Warum Kommunen keine Sendemasten vermieten dürfen (Allgemein)

Gast, Samstag, 27.05.2017, 12:51 (vor 2498 Tagen)

Auf eine Anfrage des Abgeordneten Markus Ganserer (BÜNDNIS 90/DIE GRÜNEN) vom 17.08.2016 antwortete am 18.10.2016 das Bayerische Staatsministerium für Wirtschaft und Medien, Energie und Technologie. Fragen und Antworten geben zum Teil interessante Einblicke in Nischen der Mobilfunkdebatte, in die sonst kaum Licht fällt.

1. a) Wie soll das „Sofortprogramm Mobilfunk" in Höhe von fünf Mio. Euro ausgestaltet sein?

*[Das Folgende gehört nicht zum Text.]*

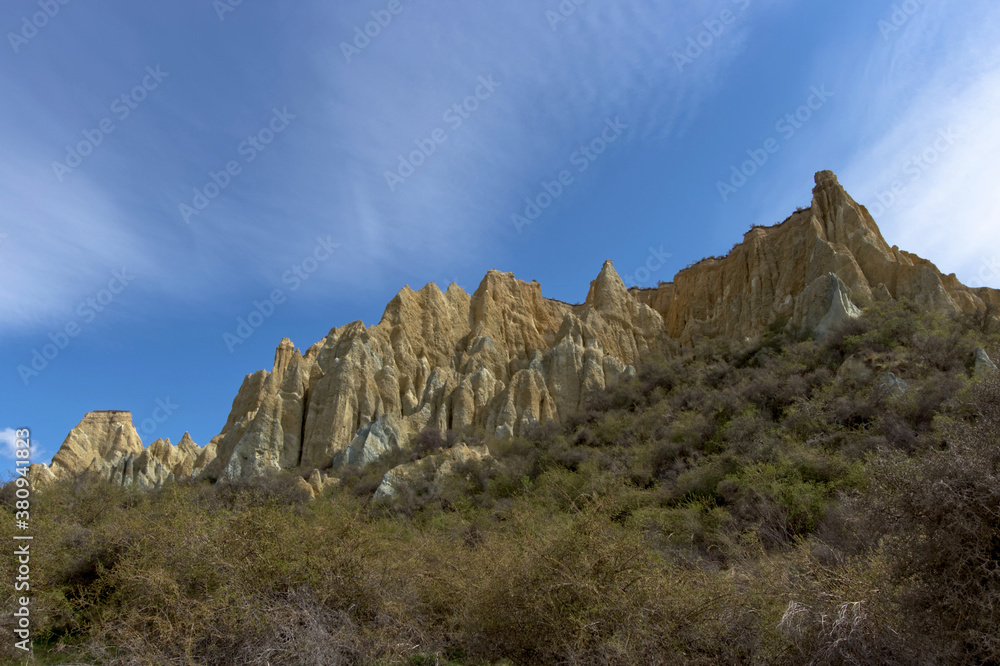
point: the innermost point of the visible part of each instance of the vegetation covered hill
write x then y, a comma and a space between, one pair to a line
790, 501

Mit den im Entwurf des Doppelhaushalts 2017/2018 veranschlagten 5 Mio. € sollen folgende Sofortmaßnahmen durchgeführt werden:
1) Bayern wird die Netzbetreiber unterstützen, mithilfe von BOS-Masten die Versorgung zu verbessern. Dabei ist zu berücksichtigen, dass die meisten BOS-Masten von der Statik her nicht für weitere Antennen ausgelegt sind und daher „ertüchtigt" werden müssten. Nach vorläufiger Schätzung des Staatsministeriums des Innern, für Bau und Verkehr könnten bis zu 10 % der Standorte in öffentlicher Hand für eine Ertüchtigung infrage kommen (ca. 50 Masten).
2) Standorte, an denen die Netzbetreiber ausbauen wollen, wo aber aus unterschiedlichen Gründen Verzögerungen auftreten, sollen nach Möglichkeit durch Unterstützung einer bürgerfreundlichen Umplanung realisiert werden.

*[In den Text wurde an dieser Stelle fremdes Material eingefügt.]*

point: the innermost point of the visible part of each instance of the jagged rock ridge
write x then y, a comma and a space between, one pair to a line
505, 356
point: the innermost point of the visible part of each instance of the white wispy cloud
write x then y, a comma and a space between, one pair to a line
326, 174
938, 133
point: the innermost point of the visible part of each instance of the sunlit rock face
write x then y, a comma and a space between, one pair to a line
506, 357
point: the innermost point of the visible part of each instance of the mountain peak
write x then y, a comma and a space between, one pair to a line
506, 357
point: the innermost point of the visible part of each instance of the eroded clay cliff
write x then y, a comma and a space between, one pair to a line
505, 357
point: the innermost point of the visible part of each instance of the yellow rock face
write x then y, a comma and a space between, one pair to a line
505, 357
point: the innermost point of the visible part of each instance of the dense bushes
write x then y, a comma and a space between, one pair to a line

Es ist geplant, die Förderung - wie bei der Bayerischen Breitbandrichtlinie
- über Zuschüsse an Gebietskörperschaften (Gemeinden und Gemeindeverbände) abzuwickeln.
b) Aus welchem Haushaltstitel wird das Programm gespeist?

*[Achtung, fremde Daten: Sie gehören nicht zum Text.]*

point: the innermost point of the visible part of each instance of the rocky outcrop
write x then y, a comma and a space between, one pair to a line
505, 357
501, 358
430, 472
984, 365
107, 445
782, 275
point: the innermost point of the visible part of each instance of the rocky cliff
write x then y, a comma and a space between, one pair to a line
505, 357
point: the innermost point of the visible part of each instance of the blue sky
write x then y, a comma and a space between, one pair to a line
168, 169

Aus Kapitel 07 04 Titel 883 73.

2. a) Werden durch das Förderprogramm die Mobilfunkanbieter direkt begünstigt?
Die konkreten Programmrichtlinien werden derzeit erarbeitet und mit den betroffenen Ressorts abgestimmt.
b) Sind Möglichkeiten vorgesehen, dass auch andere Anbieter oder auch Kommunen, die Funkanlagen bauen bzw. nachrüsten und dann an die Mobilfunkanbieter vermieten, von dem Förderprogramm profitieren?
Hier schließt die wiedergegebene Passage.